The recovery began Sunday night when searchers with Eel Valley Technical Rescue, State Parks and Cal Fire were able to locate two possible spots where the woman might have fallen, he said. The person who was with the hiker when she was lost was able to help them narrow down the area to look. But, because of the conditions, they needed to wait for daylight to continue the search.“[T]hey absolutely made the right choice in holding off,” said Ostrow. “Even in daylight it was sketchy out there!”
On Monday morning, Southern Humboldt Tech Rescue arrived on the scene about 9:45 a.m. They were assigned to search one of the crevices. “We were crawling through huckleberry [bushes to find it],” Ostrow said.
He explained that the area off trail near Wedding Rock had many dangerous areas in it including several crevices that could easily swallow an unwary hiker. When they got to the fissure they were assigned to explore, they found it was very deep and narrow. “It was a tight crevice in there,” Ostrow explained. “There was a lot of different ways to fall into it…It took awhile to get the [rope] system rigged up.”
When the team reached the bottom, they located the woman’s body. However, the crew ran into difficulties. “We couldn’t even have radio contact being down underground like that,” Ostrow explained.They eventually had to stabilize one of the crew members part way down. That person could get radio reception and relay messages to the crew at the bottom.
The team carefully raised the woman’s body to the surface.
Once they got to the top they needed to get the woman to the Humboldt County Coroner’s van through thick brush. An inmate crew chainsawed through enough of it to allow the team to carry the woman out.
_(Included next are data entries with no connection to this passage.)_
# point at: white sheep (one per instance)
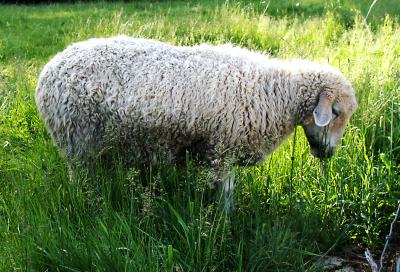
(149, 101)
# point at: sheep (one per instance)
(153, 101)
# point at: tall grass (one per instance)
(161, 219)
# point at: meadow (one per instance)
(290, 213)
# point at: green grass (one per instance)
(157, 219)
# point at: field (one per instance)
(289, 213)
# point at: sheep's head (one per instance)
(326, 126)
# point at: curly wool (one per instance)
(148, 98)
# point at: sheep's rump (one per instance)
(147, 98)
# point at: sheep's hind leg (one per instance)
(227, 192)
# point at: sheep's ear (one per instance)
(323, 112)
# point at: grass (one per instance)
(157, 220)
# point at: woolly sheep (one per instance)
(149, 101)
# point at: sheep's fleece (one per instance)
(147, 99)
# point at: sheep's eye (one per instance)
(335, 112)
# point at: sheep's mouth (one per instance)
(322, 152)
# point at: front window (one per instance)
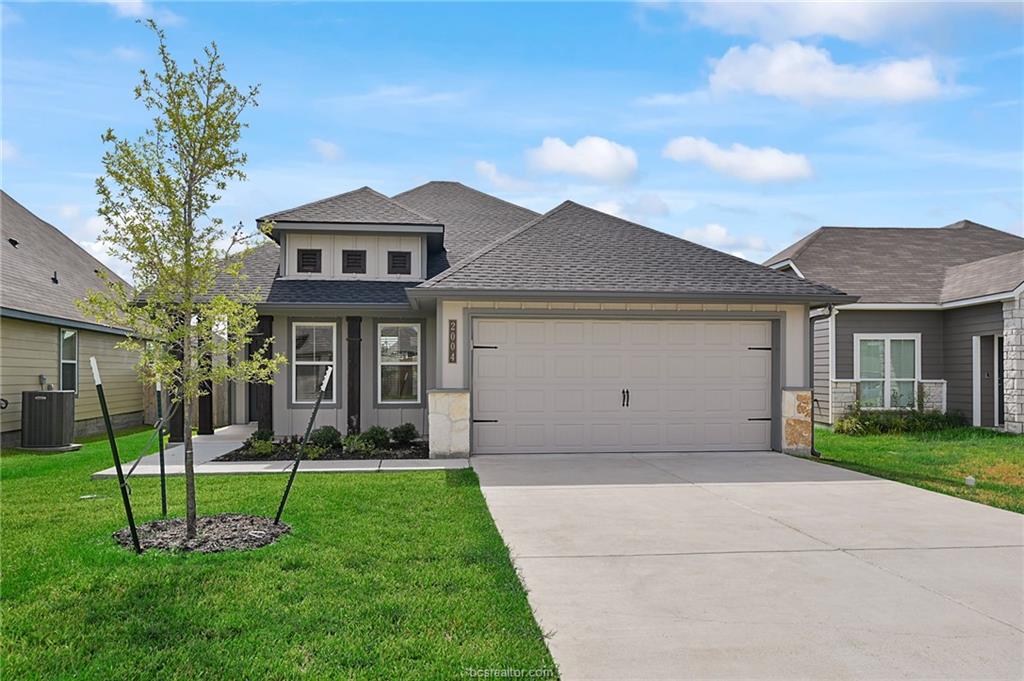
(888, 368)
(69, 359)
(398, 364)
(312, 351)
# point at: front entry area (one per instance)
(621, 385)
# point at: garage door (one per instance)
(610, 385)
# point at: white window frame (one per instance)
(61, 362)
(317, 363)
(887, 379)
(418, 364)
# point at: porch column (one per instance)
(353, 340)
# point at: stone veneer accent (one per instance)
(798, 430)
(448, 413)
(1013, 364)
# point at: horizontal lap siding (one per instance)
(30, 348)
(961, 325)
(928, 324)
(821, 385)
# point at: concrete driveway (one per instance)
(757, 565)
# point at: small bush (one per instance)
(326, 437)
(356, 444)
(377, 437)
(261, 449)
(259, 436)
(878, 422)
(404, 434)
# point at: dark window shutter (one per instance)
(353, 262)
(309, 260)
(399, 262)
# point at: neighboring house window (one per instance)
(312, 351)
(888, 367)
(309, 260)
(399, 262)
(353, 262)
(398, 364)
(69, 359)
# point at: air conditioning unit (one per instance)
(47, 419)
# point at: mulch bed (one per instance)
(417, 451)
(226, 531)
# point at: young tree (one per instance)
(157, 197)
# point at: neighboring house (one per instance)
(938, 321)
(497, 329)
(45, 341)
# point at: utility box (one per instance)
(47, 419)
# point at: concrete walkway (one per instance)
(757, 565)
(208, 448)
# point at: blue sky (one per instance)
(741, 126)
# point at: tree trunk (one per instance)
(189, 459)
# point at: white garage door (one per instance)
(611, 385)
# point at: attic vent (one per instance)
(309, 260)
(399, 262)
(353, 262)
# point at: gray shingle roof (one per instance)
(982, 278)
(26, 273)
(578, 249)
(337, 292)
(472, 219)
(363, 206)
(896, 264)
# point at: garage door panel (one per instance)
(692, 386)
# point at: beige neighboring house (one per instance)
(45, 341)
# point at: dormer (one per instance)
(359, 235)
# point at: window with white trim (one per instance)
(69, 359)
(398, 364)
(313, 349)
(888, 368)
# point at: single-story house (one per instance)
(495, 329)
(45, 341)
(937, 324)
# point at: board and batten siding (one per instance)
(821, 382)
(961, 326)
(31, 348)
(928, 324)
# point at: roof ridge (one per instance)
(74, 243)
(491, 247)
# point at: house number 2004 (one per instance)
(453, 343)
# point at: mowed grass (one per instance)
(938, 461)
(384, 576)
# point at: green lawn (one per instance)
(384, 576)
(938, 461)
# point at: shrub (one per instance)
(258, 436)
(261, 448)
(878, 422)
(356, 444)
(404, 434)
(326, 437)
(377, 437)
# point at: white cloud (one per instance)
(766, 164)
(489, 171)
(792, 71)
(718, 237)
(142, 9)
(326, 149)
(596, 158)
(7, 151)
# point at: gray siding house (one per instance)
(495, 329)
(938, 323)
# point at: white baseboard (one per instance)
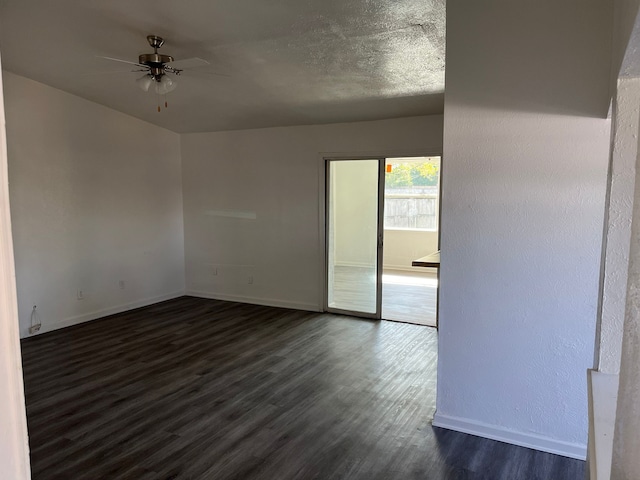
(528, 440)
(87, 317)
(268, 302)
(603, 399)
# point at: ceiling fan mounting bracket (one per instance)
(155, 41)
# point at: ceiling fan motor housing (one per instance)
(155, 61)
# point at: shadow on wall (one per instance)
(560, 76)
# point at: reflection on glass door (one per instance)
(353, 236)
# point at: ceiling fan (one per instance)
(159, 68)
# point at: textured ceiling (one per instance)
(284, 62)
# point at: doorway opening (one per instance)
(382, 238)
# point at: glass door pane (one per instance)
(352, 236)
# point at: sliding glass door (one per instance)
(354, 236)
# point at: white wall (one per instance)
(275, 175)
(95, 199)
(14, 446)
(526, 152)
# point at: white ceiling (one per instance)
(287, 62)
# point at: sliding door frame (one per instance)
(327, 161)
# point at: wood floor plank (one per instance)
(203, 389)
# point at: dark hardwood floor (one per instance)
(204, 389)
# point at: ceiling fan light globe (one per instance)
(144, 82)
(167, 84)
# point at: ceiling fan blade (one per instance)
(188, 63)
(200, 72)
(121, 61)
(113, 72)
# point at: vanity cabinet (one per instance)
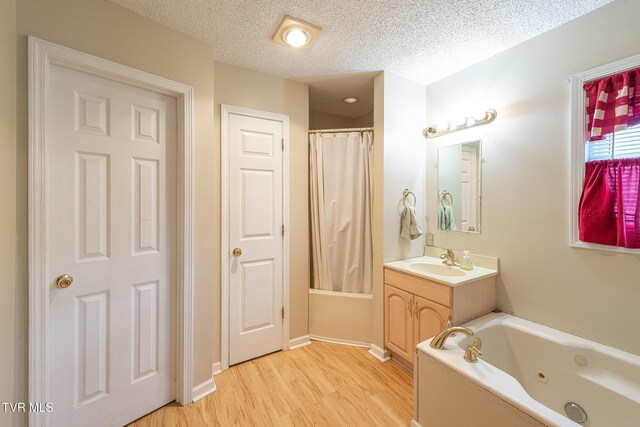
(416, 308)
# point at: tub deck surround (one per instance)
(536, 370)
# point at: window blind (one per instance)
(619, 145)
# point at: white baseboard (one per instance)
(216, 368)
(206, 388)
(299, 342)
(379, 353)
(203, 390)
(339, 341)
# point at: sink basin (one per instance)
(439, 269)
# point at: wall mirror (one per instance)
(459, 187)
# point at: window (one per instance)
(607, 166)
(624, 144)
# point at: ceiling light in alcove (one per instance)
(296, 33)
(296, 37)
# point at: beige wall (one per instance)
(340, 316)
(105, 29)
(364, 121)
(250, 89)
(399, 150)
(377, 216)
(12, 387)
(404, 152)
(525, 212)
(322, 120)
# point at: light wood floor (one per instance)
(318, 385)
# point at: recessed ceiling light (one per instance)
(296, 37)
(296, 33)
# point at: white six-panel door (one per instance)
(111, 215)
(255, 233)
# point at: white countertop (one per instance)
(405, 266)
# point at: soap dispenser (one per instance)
(466, 263)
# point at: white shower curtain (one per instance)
(341, 192)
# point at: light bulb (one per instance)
(296, 37)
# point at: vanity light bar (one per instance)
(469, 122)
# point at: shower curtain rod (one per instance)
(340, 130)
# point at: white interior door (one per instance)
(111, 216)
(255, 234)
(468, 179)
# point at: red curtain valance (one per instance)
(613, 104)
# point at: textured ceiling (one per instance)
(421, 40)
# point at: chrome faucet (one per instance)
(449, 258)
(472, 352)
(438, 341)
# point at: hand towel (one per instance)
(409, 228)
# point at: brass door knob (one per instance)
(64, 281)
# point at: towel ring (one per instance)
(405, 195)
(446, 197)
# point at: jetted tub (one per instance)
(533, 371)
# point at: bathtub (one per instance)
(527, 374)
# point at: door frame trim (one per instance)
(226, 110)
(42, 55)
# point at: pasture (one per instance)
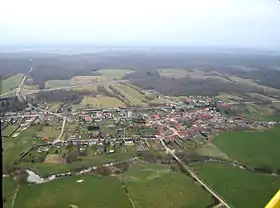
(238, 187)
(111, 74)
(45, 169)
(106, 75)
(11, 83)
(152, 185)
(92, 191)
(8, 189)
(13, 147)
(258, 149)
“We didn’t want to leave trails,” Ostrow said. But they needed to be able to walk rather than crawl out. “We used [the inmates] selectively,” he said. “They cleared our exit to help get her out.”
Once back to the parking area, the Humboldt County coroner’s office and the Sheriff’s Department took charge of the body and the SHCTR team could begin to relax. Since last Wednesday through Monday, the volunteers had only had one day off from searching for this woman and for a missing Canadian man.
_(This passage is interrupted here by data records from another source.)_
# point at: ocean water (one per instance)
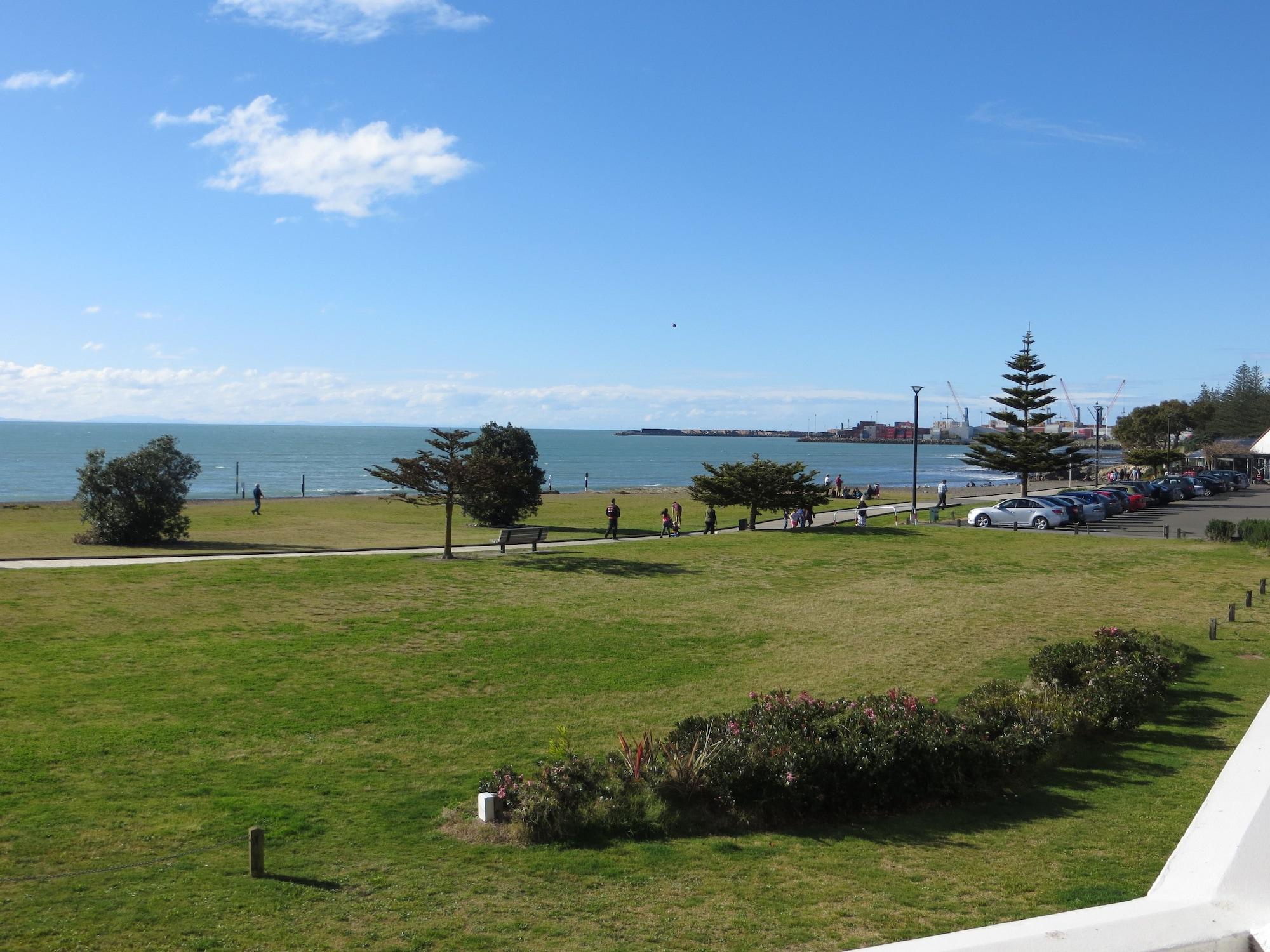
(39, 460)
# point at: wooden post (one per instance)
(256, 852)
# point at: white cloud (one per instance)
(157, 352)
(41, 79)
(324, 397)
(352, 21)
(1005, 117)
(208, 116)
(347, 173)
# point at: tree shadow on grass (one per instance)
(599, 565)
(305, 882)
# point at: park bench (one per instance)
(519, 538)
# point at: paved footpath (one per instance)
(822, 519)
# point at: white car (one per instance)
(1033, 513)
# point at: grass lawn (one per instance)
(352, 522)
(345, 704)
The team was eager to eat as they hadn’t had time all day. Even though the the two searches had exhausted them both emotionally and physically, Ostrow said, “We feel good about doing our part of the job well.”
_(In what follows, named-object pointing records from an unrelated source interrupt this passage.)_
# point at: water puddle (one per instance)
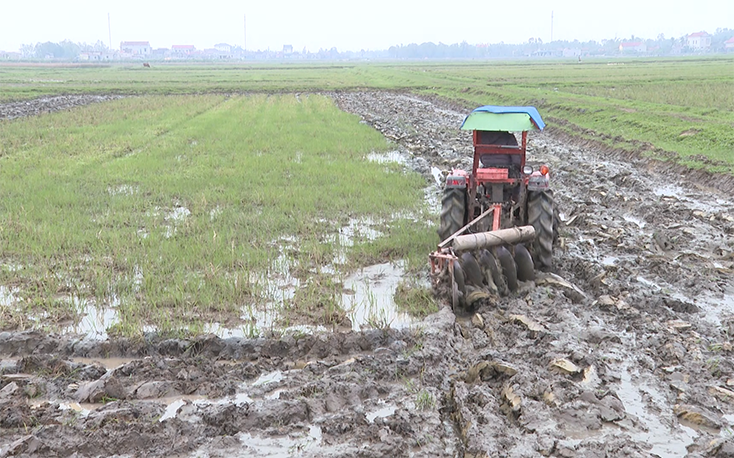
(107, 363)
(358, 229)
(437, 175)
(634, 220)
(278, 446)
(172, 410)
(7, 296)
(648, 283)
(95, 320)
(381, 413)
(717, 308)
(122, 190)
(666, 440)
(390, 157)
(669, 190)
(272, 377)
(370, 302)
(175, 217)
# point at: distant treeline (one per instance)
(534, 47)
(63, 50)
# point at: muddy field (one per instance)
(625, 351)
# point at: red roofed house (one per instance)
(633, 46)
(699, 40)
(182, 50)
(135, 48)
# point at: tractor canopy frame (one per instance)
(487, 123)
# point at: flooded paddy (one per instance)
(625, 352)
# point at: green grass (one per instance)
(175, 206)
(635, 104)
(174, 203)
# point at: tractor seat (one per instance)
(498, 138)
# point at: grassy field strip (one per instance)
(683, 106)
(165, 206)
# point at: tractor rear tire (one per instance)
(453, 208)
(541, 216)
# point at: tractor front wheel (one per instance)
(541, 217)
(453, 208)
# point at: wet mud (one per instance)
(623, 350)
(50, 104)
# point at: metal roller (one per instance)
(509, 236)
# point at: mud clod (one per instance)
(623, 350)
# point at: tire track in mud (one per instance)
(635, 360)
(636, 365)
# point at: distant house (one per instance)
(699, 41)
(182, 50)
(10, 55)
(631, 47)
(135, 48)
(94, 56)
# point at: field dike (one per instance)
(625, 352)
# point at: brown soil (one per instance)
(626, 352)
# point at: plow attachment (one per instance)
(478, 266)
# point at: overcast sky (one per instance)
(348, 25)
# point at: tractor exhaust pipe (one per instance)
(481, 240)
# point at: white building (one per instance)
(633, 47)
(135, 48)
(699, 41)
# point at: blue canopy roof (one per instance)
(519, 119)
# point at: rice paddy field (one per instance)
(231, 260)
(209, 195)
(670, 109)
(176, 209)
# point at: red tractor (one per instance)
(487, 214)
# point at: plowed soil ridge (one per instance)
(625, 352)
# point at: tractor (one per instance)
(497, 222)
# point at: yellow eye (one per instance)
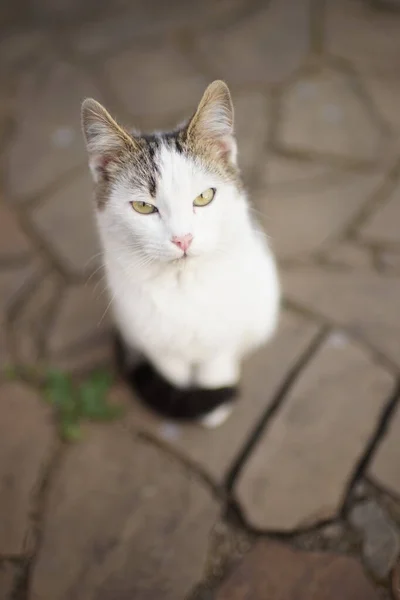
(144, 208)
(205, 198)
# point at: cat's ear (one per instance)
(212, 123)
(106, 141)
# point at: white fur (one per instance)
(195, 318)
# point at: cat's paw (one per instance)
(217, 417)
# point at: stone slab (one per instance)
(385, 464)
(263, 374)
(298, 472)
(27, 438)
(366, 303)
(274, 571)
(266, 47)
(304, 218)
(65, 220)
(383, 225)
(323, 113)
(123, 520)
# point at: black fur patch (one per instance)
(166, 399)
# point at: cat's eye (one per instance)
(205, 198)
(144, 208)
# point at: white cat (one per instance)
(193, 283)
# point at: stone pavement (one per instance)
(145, 509)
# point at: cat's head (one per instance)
(169, 195)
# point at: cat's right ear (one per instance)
(106, 141)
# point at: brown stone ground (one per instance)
(145, 509)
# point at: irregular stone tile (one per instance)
(383, 225)
(19, 47)
(322, 113)
(389, 261)
(299, 470)
(304, 221)
(8, 573)
(95, 354)
(251, 125)
(368, 37)
(66, 221)
(30, 324)
(144, 91)
(27, 438)
(291, 175)
(385, 94)
(381, 540)
(267, 47)
(66, 11)
(83, 315)
(47, 141)
(385, 465)
(14, 243)
(123, 520)
(348, 254)
(12, 284)
(366, 303)
(395, 587)
(141, 18)
(263, 374)
(272, 570)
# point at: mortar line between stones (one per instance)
(392, 404)
(279, 397)
(22, 587)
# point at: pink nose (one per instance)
(182, 241)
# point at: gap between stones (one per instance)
(274, 406)
(22, 585)
(373, 444)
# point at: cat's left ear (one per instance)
(106, 141)
(212, 123)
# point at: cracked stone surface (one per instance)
(14, 243)
(27, 438)
(150, 18)
(29, 329)
(179, 89)
(385, 465)
(367, 306)
(316, 92)
(332, 206)
(292, 575)
(382, 226)
(322, 113)
(8, 573)
(47, 142)
(381, 541)
(263, 374)
(251, 51)
(66, 222)
(298, 472)
(124, 520)
(82, 315)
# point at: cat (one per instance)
(193, 283)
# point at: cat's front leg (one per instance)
(175, 369)
(217, 372)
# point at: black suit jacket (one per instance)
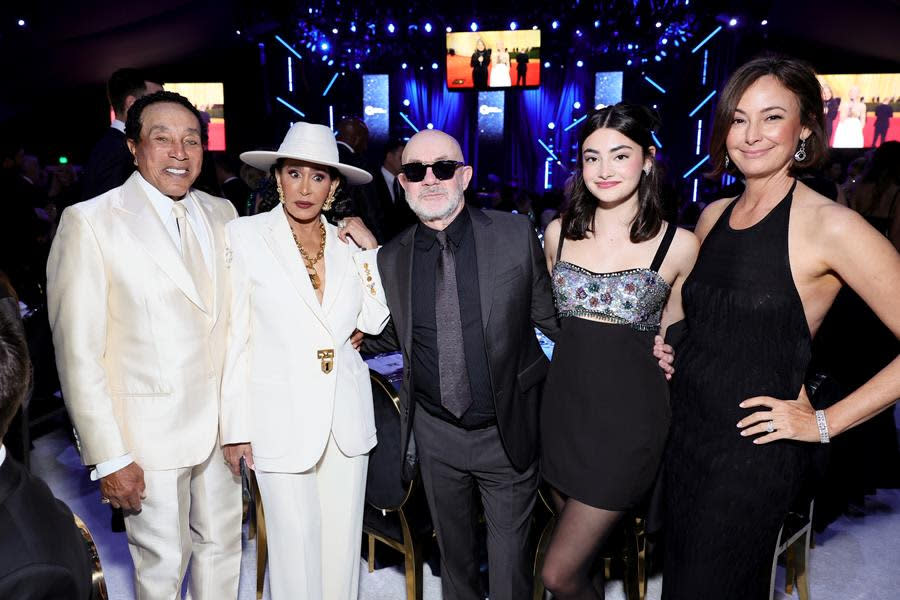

Ostrow explained, “It has been hard on the Team, spending days scouring the coastline without being able to successfully resolve the search for Rick Eastep. While [Monday]’s mission has come to a tragic conclusion, there is a peace of mind that comes from knowing that at the very least, we can help provide this woman’s family with some small measure of closure.”
Still, he said, “It is hard. We need more personnel.” He pointed out the Eel Valley Technical Rescue had been called to the recovery first and had a great showing of 10 people. Yet, if they had had more, “they might not have needed our help [the next day],” he said.
The two teams had trained together last summer and that helped them coordinate efforts during this search on Monday.
He said if people are interested in being a part of these elite tech rescue teams, “Encourage people to join their volunteer fire departments,” he said. “That’s the first step.” He added, “With the economic downturn in our community, some are having trouble taking time off to volunteer.” This, he explained, is leaving many teams and volunteer fire departments shorthanded.
Even with the difficulties, the volunteers of Southern Humboldt Technical Rescue and the other search groups involved continue to be there to help the victims and their families.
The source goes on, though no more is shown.